Tuesday, February 5, 2013

Mr. Regali's Coffin


This is a (very) short Horror-ish vignette I wrote some time ago when in the mood to try my hand at something like what Thomas Ligotti's accomplished in Noctuary's "Notebook of the Night." It's a bit too simple to really evolve into a full fledged tale, but I do enjoy its mood and figured I would post it on here in case any of you do as well. Enjoy...

The shop is the center of town. The windows give glimpses of nothing, and the swaying wooden sign bears only a name: MR. REGALI. The townspeople come every year to tell their stories. Each has their own sheet of paper, and, while they speak, Mr. Regali draws with calculated abandon, pencil veering wildly up and down to create bizarre, shifting lines that encompass every word they've said. When the paper is filled, every glimpse of lively white smothered in sterile graphite, he announces their time of death, and they only come one more time to his shop.
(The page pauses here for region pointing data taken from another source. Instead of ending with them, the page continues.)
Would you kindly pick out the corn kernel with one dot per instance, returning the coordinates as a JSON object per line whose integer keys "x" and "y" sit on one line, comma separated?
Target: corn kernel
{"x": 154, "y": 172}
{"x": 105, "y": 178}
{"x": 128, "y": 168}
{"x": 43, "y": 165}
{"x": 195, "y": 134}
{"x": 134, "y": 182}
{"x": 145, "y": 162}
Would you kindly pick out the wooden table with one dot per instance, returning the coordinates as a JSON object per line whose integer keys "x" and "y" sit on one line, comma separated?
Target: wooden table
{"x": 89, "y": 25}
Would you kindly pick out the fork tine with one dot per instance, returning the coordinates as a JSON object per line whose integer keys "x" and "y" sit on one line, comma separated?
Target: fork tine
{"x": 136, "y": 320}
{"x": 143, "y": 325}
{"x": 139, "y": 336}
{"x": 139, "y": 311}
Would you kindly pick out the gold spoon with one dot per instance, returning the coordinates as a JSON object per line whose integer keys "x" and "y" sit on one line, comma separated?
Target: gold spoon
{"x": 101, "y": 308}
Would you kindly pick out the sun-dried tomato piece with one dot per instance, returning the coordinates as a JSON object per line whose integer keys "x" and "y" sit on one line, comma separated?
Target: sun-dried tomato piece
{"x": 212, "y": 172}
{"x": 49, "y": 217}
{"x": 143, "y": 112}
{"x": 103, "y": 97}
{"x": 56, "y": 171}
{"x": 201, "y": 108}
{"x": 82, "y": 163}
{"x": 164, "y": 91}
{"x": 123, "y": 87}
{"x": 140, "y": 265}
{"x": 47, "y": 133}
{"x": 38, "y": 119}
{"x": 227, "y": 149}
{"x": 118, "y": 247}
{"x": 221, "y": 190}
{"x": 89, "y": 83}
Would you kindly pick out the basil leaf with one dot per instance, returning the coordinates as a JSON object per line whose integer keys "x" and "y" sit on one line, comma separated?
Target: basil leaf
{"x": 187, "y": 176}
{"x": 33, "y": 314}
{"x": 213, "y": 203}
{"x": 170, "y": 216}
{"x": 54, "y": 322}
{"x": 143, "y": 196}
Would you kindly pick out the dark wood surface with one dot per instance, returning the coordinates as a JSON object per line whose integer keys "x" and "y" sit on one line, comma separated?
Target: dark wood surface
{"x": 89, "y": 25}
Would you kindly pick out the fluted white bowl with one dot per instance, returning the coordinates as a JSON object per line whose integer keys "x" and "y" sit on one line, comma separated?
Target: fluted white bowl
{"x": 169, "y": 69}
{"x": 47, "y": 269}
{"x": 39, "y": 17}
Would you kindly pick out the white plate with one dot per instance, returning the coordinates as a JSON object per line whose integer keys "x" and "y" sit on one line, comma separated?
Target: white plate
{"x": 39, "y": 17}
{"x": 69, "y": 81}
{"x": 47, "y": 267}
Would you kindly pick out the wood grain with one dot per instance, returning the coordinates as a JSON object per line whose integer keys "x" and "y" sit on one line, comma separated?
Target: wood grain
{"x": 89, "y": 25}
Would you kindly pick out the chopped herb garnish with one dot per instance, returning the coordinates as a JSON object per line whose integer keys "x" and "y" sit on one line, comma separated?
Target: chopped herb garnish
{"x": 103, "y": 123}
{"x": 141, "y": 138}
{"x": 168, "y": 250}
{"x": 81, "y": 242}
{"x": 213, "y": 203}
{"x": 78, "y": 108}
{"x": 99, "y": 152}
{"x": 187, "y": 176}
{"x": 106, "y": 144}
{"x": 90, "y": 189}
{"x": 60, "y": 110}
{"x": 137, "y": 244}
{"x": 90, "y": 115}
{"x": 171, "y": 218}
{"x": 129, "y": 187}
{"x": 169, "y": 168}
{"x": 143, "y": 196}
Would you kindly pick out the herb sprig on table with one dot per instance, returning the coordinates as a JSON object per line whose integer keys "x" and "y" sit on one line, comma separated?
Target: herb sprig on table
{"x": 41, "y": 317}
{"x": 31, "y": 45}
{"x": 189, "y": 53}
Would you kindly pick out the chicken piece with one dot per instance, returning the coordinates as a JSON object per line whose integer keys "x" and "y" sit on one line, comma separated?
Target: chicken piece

The people who tell their life stories are a destitute lot like any other. The aggregate of their stories is a helpless picture, an image of man locked in a cage and dreaming of being free. The various protagonists Mr. Regali meets are helpless and hopeless, and he wishes he could save them. But he can only help in one way.

Mr. Regali is not some factory provider of garden-variety caskets for garden-variety corpses. He does not believe in one size fits all death, and each coffin is custom ordered, tailored to its occupant like a fine suit. Merchant of the paraphernalia of death he might be, but his work is no less essential than any of life's other major purchases - tuition, house, car, ring - and is arguably the most long lasting of all those ephemeral boons.

Every one of the coffins is the same. They are eighty-four inches from toe to head, twenty-eight from left to right, and twenty-three from ground to top. None have decorative fittings. The coffins are all identical, but they are made unique. Mr. Regali keeps no standardizing blueprints, consults no limiting specifications. He reaches the same conclusions in a different way for each individual, crafting the disparate pieces to match the heights and depths of the future occupant's oh-so-generic soul.

Mr. Regali has a masterpiece. No one's ever seen it, but I think I know what it is. I think that it's a coffin like and unlike all the others, being built piece by piece over the decades that his shop has been the climax of town life. I think that, somewhere in the backrooms of the establishment, there is a piece of paper for Mr. Regali and erratic pencil lines to mark his life. I think that, someday, Mr. Regali will shut the lid over himself as he's shut it over so many others - leaving us alone, adrift at the edge of death with no guide to lead us beyond.